We had a big weekend this weekend, with lots of pregnancy/birth/baby related stuff.
On Saturday morning I was pampered and made up - I had my hair curled and some professional make up done (including fake lashes!)... then we piled everyone into the car and drove out to Hollybank to have my maternity photos done.
The weather was pretty touch and go, but luckily the rain stayed away and we were able to have our photos done. We had some family photos done, some of just the kids, some of just hubby and me. Then later we did some artsy shots with me draped in various fabrics... which meant I spent some time in the forest in nothing by my underwear and some sheer fabric! Not what you'd expect in Tassie in the middle if winter. I've been pretty nervous about how the photos would come out - being self conscious of how much weight I've gained this pregnancy... but last night my photographer put a sneak peek up on Facebook, and I *think* I'm happy with it. I am - I just wish I looked nicer in the face.
I'm not sure how to save it/share it here, so I will leave it for now.
Straight from our photo shoot in the forest, we drove back into town - swapped cars with my mum and left the kids with her... then hubby and I went straight to our couples birthing workshop thing. It was really good. I can't say that I learnt a lot of new things... between all my reading and already going to her yoga class once a week, I had heard most of it before... but for hubby's benefit, it was awesome. There was a lot of really practical advice - massage, natural pain relief, what to do/not do for the woman in labour, etc.
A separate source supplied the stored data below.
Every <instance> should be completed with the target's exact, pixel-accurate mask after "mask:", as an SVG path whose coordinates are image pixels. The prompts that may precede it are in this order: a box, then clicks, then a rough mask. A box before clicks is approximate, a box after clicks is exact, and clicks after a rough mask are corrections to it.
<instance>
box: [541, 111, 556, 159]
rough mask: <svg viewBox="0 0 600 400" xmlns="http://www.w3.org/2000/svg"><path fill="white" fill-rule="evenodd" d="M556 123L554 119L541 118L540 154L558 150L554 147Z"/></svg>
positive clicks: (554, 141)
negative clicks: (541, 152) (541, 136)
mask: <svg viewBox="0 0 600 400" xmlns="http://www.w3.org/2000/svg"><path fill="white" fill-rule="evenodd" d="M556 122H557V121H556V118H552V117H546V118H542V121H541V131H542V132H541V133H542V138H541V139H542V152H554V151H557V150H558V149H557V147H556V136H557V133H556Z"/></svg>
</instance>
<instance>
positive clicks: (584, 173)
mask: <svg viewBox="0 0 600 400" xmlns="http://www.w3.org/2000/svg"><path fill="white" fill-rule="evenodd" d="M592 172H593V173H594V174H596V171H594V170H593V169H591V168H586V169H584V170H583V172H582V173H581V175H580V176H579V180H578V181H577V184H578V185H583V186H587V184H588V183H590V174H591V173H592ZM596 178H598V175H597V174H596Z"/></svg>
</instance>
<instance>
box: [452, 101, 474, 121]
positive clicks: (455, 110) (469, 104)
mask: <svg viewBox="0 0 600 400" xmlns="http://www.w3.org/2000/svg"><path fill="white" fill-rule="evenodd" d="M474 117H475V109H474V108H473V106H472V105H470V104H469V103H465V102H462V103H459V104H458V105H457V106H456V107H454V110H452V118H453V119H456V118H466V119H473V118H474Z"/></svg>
I'm hoping it will help hubby feel a bit more confident and in control as a birth support this time round. The workshop was also really wonderful for getting hubby and I talking about the upcoming birth, what we want from it, unpacking previous births, etc. It helped us to connect with each other, and open up about a few things... We both get so caught up in the bustle of everyday life, that we often forget to check in with each other, take a moment to just be with each other, you know? Anyway, it was a really good afternoon - lots of personal growth stuff for both of us.
Sunday afternoon I had my usual yoga class too, and that was pretty good. I can really see how the techniques and positions learnt in the class will be amazingly beneficial in labour.
So I have had a pretty positive weekend, and I am attempting to keep that mindset going... I have noticed I am starting to worry about lots of random things though. For some reason I have started worrying about what position bubba bump is in. I am pretty sure she is bum up head down, but I think she mainly lying along my right side. I'm not sure if she is posterior or not, I don't *think* so, but after going on Spinning Babies, I discover that baby being on the right side (ROA) isn't even ideal. And as it is, most of the things I could be doing to help bubba move into the ideal position, I should have been doing all through the pregnancy - so it feels like it would be too little too late anyway. I am trying to do all the right things as far as I know and remember... no slouching, sleeping on my left side, sitting on the fit ball, spending a bit of time on all fours, etc. I don't know why I'm getting myself so worked up worrying about it. I don't know for sure what position she is in, and I think she changes around a bit still anyway. Sometimes I can feel her bottom on the left, sometimes the right. Most of the time I have no idea what I'm feeling. I have an appointment with Anna this coming week, so I'll find out how she is lying then.
That is just one of my many worries. I have a few things to sort through before the birth. Friends who have had traumatic births when attempting natural/home births, and even though I know, logically, that that doesn't mean anything like that will happen to me... the thoughts and worries are still there. I need to sort through this stuff before the birth, so it's not going to impact on my birth.
There is so much to think about - so much still to do for the birth, but at the same time I don't want to get completely caught up in only focusing on the birth. I want to focus on bubba bump too, on our growing family, on this being my last pregnancy... so wanting to try to enjoy these last few weeks. No wonder my mind is a jumbled mess most of the time!
Anyway... here is my belly pic for this week, and to me it looks like my belly has shrunk! I'm wondering if maybe my belly has dropped or something? I don't know, bubba doesn't really feel like she is very low.
Only another 5 (or more, or less) weeks to go! The little man has already put his guess in as July 27th... I guess we'll see!